Actually, the seeds of change were planted more than 70 years ago when American grocer A&P began holding “Chicken of Tomorrow” contests to spur development of a meat chicken at a time when most broilers were culls or spent layers.
“Traditionally, they were grown for eggs and at the end of a laying cycle, you’d stew a chicken in a pot and you had a little bit of meat from it,” said Zuidhof.
A number of farmers entered the contest, selecting and breeding their biggest birds. That led to modern breeding programs with the emphasis on growth rates and feed efficiency. The short breeding cycle made for rapid gains, said Zuidhof.

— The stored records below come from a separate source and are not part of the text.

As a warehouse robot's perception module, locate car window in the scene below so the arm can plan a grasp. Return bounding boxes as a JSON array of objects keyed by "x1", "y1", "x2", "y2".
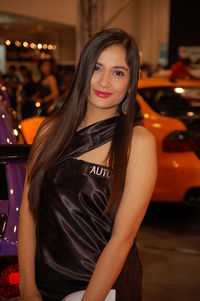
[
  {"x1": 0, "y1": 164, "x2": 8, "y2": 201},
  {"x1": 139, "y1": 87, "x2": 200, "y2": 117}
]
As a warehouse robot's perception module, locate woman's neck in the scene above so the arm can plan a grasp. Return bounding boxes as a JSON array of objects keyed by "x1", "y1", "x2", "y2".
[{"x1": 79, "y1": 108, "x2": 118, "y2": 128}]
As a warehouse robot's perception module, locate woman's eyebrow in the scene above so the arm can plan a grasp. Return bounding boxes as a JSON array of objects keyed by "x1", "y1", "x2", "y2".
[{"x1": 96, "y1": 62, "x2": 129, "y2": 72}]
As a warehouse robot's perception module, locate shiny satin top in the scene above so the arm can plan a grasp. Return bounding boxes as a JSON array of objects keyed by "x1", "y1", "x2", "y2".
[{"x1": 35, "y1": 117, "x2": 141, "y2": 301}]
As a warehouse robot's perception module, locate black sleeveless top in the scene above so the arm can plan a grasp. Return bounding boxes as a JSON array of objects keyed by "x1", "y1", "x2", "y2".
[{"x1": 35, "y1": 117, "x2": 141, "y2": 301}]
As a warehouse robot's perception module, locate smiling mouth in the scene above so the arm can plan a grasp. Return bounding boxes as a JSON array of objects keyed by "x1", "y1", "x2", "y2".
[{"x1": 94, "y1": 89, "x2": 112, "y2": 98}]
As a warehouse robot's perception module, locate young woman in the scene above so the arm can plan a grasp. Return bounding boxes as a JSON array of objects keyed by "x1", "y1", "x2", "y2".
[{"x1": 19, "y1": 29, "x2": 157, "y2": 301}]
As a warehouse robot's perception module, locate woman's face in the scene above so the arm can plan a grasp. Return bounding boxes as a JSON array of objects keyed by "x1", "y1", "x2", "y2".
[{"x1": 88, "y1": 45, "x2": 130, "y2": 112}]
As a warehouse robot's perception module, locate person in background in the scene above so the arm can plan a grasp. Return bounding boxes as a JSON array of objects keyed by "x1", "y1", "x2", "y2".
[
  {"x1": 18, "y1": 29, "x2": 157, "y2": 301},
  {"x1": 3, "y1": 65, "x2": 20, "y2": 110},
  {"x1": 20, "y1": 69, "x2": 37, "y2": 119},
  {"x1": 169, "y1": 58, "x2": 191, "y2": 80},
  {"x1": 36, "y1": 60, "x2": 59, "y2": 114}
]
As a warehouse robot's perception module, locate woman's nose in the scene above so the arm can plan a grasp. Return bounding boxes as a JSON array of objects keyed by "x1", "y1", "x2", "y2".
[{"x1": 99, "y1": 72, "x2": 111, "y2": 88}]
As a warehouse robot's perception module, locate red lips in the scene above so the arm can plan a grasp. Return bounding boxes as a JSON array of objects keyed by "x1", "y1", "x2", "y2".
[{"x1": 94, "y1": 89, "x2": 112, "y2": 98}]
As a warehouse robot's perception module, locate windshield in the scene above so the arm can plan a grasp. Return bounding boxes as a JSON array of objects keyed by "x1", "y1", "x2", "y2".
[{"x1": 139, "y1": 87, "x2": 200, "y2": 117}]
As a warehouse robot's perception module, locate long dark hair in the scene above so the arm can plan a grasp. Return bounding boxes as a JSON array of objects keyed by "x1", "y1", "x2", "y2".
[{"x1": 27, "y1": 29, "x2": 139, "y2": 220}]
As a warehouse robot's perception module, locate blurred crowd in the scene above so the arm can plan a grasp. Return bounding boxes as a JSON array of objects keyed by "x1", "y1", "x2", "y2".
[
  {"x1": 140, "y1": 57, "x2": 200, "y2": 81},
  {"x1": 0, "y1": 58, "x2": 200, "y2": 120},
  {"x1": 0, "y1": 60, "x2": 74, "y2": 120}
]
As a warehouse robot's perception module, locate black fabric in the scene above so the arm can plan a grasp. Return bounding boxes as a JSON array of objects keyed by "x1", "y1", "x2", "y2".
[{"x1": 35, "y1": 117, "x2": 141, "y2": 301}]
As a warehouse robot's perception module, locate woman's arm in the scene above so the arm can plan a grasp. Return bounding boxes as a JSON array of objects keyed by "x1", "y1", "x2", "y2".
[
  {"x1": 82, "y1": 126, "x2": 157, "y2": 301},
  {"x1": 18, "y1": 177, "x2": 42, "y2": 301}
]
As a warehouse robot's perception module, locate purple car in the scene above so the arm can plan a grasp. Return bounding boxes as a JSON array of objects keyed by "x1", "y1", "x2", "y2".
[{"x1": 0, "y1": 83, "x2": 29, "y2": 300}]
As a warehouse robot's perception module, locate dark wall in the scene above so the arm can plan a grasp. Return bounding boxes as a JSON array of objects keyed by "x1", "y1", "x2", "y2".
[{"x1": 169, "y1": 0, "x2": 200, "y2": 64}]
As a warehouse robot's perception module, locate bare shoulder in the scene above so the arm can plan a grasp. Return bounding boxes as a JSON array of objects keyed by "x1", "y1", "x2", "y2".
[{"x1": 131, "y1": 125, "x2": 156, "y2": 147}]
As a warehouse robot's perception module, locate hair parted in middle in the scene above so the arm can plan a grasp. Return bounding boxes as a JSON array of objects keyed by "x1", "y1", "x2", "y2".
[{"x1": 27, "y1": 29, "x2": 139, "y2": 220}]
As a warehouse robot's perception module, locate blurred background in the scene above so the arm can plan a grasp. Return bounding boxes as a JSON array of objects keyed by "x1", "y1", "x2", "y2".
[{"x1": 0, "y1": 0, "x2": 200, "y2": 301}]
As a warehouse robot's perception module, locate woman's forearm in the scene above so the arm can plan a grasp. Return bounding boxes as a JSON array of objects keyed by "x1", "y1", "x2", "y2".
[
  {"x1": 82, "y1": 234, "x2": 132, "y2": 301},
  {"x1": 18, "y1": 202, "x2": 37, "y2": 295}
]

“You get a fast-growing chicken that has 120 progeny (in a year). If it’s a male, closer to 1,000. You can multiply your best genetics over a lot of progeny, from which you then select from again.”
That’s not only led to bigger birds, but ones that suit the market. Breast meat now accounts for 20 per cent of live body weight versus just 11 per cent a half-century ago.
A wave of consolidation left just two big chicken breeders (Cobb-Vantress and Aviagen, both headquartered in the southeastern U.S.). They still select for growth, yield and efficiency, but also for qualities like leg strength and resistance to metabolic disorders, which has made today’s chicken quite robust and with a lower mortality rate, said Zuidhof.